Soon after the passage of the Deficit Reduction Act of 2005 (DRA), New Jersey’s Division of Medical Assistance and Health Services, the State Medicaid agency, took the position that the penalty period, or period of ineligibility for Medicaid, resulting from transfers made during the look-back period by applicants for home or community – based services under Medicaid waiver programs could not start until the applicant was actually receiving services because only then would the applicant be considered an “institutionalized individual” as required under federal law.
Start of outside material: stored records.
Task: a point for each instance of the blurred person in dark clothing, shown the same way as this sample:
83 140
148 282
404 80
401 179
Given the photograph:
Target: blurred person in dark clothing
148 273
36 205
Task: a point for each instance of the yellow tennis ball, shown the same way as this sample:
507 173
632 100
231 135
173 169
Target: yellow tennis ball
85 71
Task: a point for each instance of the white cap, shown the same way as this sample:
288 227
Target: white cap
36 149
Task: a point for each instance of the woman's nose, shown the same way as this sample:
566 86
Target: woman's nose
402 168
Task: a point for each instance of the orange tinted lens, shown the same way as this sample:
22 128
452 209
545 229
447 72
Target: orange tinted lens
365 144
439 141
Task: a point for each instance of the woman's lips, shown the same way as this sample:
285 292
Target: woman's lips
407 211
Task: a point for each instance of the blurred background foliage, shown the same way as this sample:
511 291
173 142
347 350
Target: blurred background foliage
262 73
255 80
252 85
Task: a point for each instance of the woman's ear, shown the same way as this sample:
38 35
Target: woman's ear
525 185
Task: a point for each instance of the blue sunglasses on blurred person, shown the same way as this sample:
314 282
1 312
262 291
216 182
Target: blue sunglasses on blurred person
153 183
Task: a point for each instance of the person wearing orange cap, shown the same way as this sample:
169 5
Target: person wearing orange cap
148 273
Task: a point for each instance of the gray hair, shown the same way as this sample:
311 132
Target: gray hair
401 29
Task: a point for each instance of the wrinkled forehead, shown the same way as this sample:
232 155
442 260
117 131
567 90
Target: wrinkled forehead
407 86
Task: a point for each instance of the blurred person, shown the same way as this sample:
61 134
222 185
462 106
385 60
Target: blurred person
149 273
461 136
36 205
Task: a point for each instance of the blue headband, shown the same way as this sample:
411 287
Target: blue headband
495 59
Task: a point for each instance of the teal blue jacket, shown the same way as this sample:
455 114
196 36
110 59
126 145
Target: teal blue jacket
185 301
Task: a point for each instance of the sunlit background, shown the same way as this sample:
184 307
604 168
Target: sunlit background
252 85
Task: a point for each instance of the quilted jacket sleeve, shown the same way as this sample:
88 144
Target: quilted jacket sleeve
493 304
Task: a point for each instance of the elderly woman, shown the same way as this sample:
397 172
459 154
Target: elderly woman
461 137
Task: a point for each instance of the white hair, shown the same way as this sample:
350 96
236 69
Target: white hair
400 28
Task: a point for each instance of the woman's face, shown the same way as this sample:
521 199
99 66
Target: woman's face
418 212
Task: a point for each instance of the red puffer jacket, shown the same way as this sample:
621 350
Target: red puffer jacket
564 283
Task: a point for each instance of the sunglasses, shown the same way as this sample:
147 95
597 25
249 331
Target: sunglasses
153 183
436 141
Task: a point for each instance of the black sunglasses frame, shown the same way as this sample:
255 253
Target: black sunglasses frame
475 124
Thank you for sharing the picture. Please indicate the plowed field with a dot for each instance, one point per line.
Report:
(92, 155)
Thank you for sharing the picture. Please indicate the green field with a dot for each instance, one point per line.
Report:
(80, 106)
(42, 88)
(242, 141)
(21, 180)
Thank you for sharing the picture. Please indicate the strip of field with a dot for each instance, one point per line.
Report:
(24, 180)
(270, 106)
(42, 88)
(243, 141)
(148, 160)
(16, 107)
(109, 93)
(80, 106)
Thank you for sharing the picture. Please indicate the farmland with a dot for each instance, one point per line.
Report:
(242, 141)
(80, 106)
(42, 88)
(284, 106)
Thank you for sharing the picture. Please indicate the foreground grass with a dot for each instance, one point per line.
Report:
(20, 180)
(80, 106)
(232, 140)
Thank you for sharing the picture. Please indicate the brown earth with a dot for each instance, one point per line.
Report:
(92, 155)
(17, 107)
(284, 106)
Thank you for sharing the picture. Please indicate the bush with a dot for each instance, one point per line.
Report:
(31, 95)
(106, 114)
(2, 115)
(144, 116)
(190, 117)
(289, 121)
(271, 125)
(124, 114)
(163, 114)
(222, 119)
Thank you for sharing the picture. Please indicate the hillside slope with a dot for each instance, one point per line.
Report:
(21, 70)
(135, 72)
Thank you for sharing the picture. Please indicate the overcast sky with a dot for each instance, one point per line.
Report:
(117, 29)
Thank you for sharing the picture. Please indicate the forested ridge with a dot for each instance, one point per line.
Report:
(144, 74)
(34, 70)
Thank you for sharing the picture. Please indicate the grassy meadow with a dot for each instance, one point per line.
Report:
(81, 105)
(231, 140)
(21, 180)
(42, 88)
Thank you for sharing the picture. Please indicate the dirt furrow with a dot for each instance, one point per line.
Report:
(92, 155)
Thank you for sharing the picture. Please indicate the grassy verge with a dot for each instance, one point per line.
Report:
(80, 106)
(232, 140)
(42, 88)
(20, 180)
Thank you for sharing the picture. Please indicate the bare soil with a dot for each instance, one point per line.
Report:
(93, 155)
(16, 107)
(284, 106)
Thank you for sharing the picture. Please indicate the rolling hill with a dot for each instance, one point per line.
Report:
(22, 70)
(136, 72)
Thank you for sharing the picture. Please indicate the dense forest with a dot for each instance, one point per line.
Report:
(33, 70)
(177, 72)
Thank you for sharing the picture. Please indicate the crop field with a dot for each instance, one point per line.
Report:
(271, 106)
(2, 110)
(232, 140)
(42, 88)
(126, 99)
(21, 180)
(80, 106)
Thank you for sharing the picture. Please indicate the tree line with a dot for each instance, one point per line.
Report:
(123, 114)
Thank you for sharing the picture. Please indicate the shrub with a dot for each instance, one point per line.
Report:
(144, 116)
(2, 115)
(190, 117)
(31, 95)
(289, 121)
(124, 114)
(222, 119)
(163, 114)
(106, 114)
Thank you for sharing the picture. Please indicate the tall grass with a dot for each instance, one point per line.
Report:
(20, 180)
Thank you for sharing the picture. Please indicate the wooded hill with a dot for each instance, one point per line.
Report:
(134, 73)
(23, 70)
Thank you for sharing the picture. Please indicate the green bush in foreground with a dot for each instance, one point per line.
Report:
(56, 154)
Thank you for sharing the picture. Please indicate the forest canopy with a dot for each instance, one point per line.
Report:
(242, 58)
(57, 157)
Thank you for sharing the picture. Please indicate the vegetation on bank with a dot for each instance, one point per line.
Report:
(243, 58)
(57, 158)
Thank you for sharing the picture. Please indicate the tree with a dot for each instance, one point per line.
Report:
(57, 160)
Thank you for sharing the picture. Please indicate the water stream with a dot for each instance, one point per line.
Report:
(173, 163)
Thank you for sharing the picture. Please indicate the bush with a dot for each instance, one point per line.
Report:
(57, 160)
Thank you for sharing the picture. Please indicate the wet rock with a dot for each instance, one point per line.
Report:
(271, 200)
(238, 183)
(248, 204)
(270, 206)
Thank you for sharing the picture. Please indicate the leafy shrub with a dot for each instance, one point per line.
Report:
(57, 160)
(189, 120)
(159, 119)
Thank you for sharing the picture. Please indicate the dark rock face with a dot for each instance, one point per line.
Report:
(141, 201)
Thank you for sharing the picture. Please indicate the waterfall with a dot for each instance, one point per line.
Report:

The agency’s position meant that the penalty period would never begin because the transfer itself prohibited the receipt of Medicaid services. As a result, for the last few years every applicant for coverage under a Medicaid waiver program who made transfers during the look-back period was found forever ineligible for Medicaid. Since the penalty period could not start under the agency’s interpretation of the DRA but a penalty was imposed as a result of the transfer, the penalty period was “never ending”, and the applicant never became eligible for benefits.

A number of New Jersey applicants for waiver services who had made transfers after enactment of the DRA and who were denied Medicaid benefits challenged the agency’s interpretation, arguing that the actual receipt of services is not necessary to be an “institutionalized individual” and therefore the penalty period begins when the applicant would be otherwise eligible for Medicaid benefits but for the application of the penalty.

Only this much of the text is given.